Welcome to the Trafodion briefing series. With Trafodion, the future is now! Trafodion fulfills the promised delivery of both a real-time and Transactional SQL-on-HBase DBMS. The purpose of this segment is to introduce Trafodion and to discuss the business and technical cases for deploying Trafodion.
To begin with, the name Trafodion has special significance in that it is the Welsh translation for “transactions”. Trafodion is an open-source project that was incubated at HP Labs to develop a transactional SQL-on-HBase DBMS engine. Trafodion represents the combination of HBase plus transactional SQL technologies that HP has engineered representing more than 20 years worth of HP investments into database technologies and solutions. Trafodion specifically targets transactional or operational workloads as opposed to data warehousing or analytic workloads. Transactional workloads describe workloads previous identified as OLTP (online transaction processing) workloads, but expands that definition from the broad range of enterprise-level transactional applications (ERP, CRM, etc…) to include the new transactions generated from social and mobile data interactions and observations often incorporating a mixture of structured and semi-structured data.
From a HBase perspective, Trafodion is designed to:
Ride the unstoppable Hadoop wave or momentum that is currently underway. Hadoop is transforming how companies store, process and share big data.
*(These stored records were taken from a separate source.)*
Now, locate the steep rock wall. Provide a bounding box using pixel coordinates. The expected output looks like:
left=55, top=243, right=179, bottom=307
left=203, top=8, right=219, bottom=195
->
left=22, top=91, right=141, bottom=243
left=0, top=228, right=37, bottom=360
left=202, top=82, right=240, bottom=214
Companies are now able to process an unprecedented volumes of data using low cost server and storage technologies.
Most Hadoop software is available as open-source that can be downloaded for free! This offers companies new economic and technology infrastructure models that free businesses from vendor lock-in and prohibitive software licensing fees.
Community development holds the promise of leveraging a large pool of talented development resources that can speed time to market for new features and capabilities.
Provide schema flexibility and support for all forms of business data including structured, unstructured, and semi-structured data formats. Trafodion hosted applications can seamlessly access and join data from Trafodion, native HBase, and Hive tables without expensive replication or data movement overhead.
From a Transactional SQL perspective, Trafodion offers:
A comprehensive and full-functioned ANSI SQL DBMS which allows companies to reuse and leverage existing SQL skills to improve developer productivity.
Extends Hadoop HBase by adding support for ACID transaction protection that guarantees data consistency across multiple rows, tables, SQL statements.
Includes many optimizations for low-latency read and write transactions in support of the fast response time requirements of the operational SQL workloads Trafodion is targeting.
Hadoop workloads can be broadly categorized into different workload types i.e. Operational, Interactive, Non-Interactive, and Batch. These categories vary greatly in terms of their response time expectations as well as the amount of data that is typically processed (see the chart). The bracketed categories as shown are where the marketplace (vendors and customers) have predominantly focused their attention and therefore these are the most mature in nature in terms of development efforts and solution offerings. For the most part these categories represent efforts centered around “analytics” and business intelligence processing on “big data” problems. These workloads are well positioned to leverage Hadoop strengths and capabilities, map-reduce in particular.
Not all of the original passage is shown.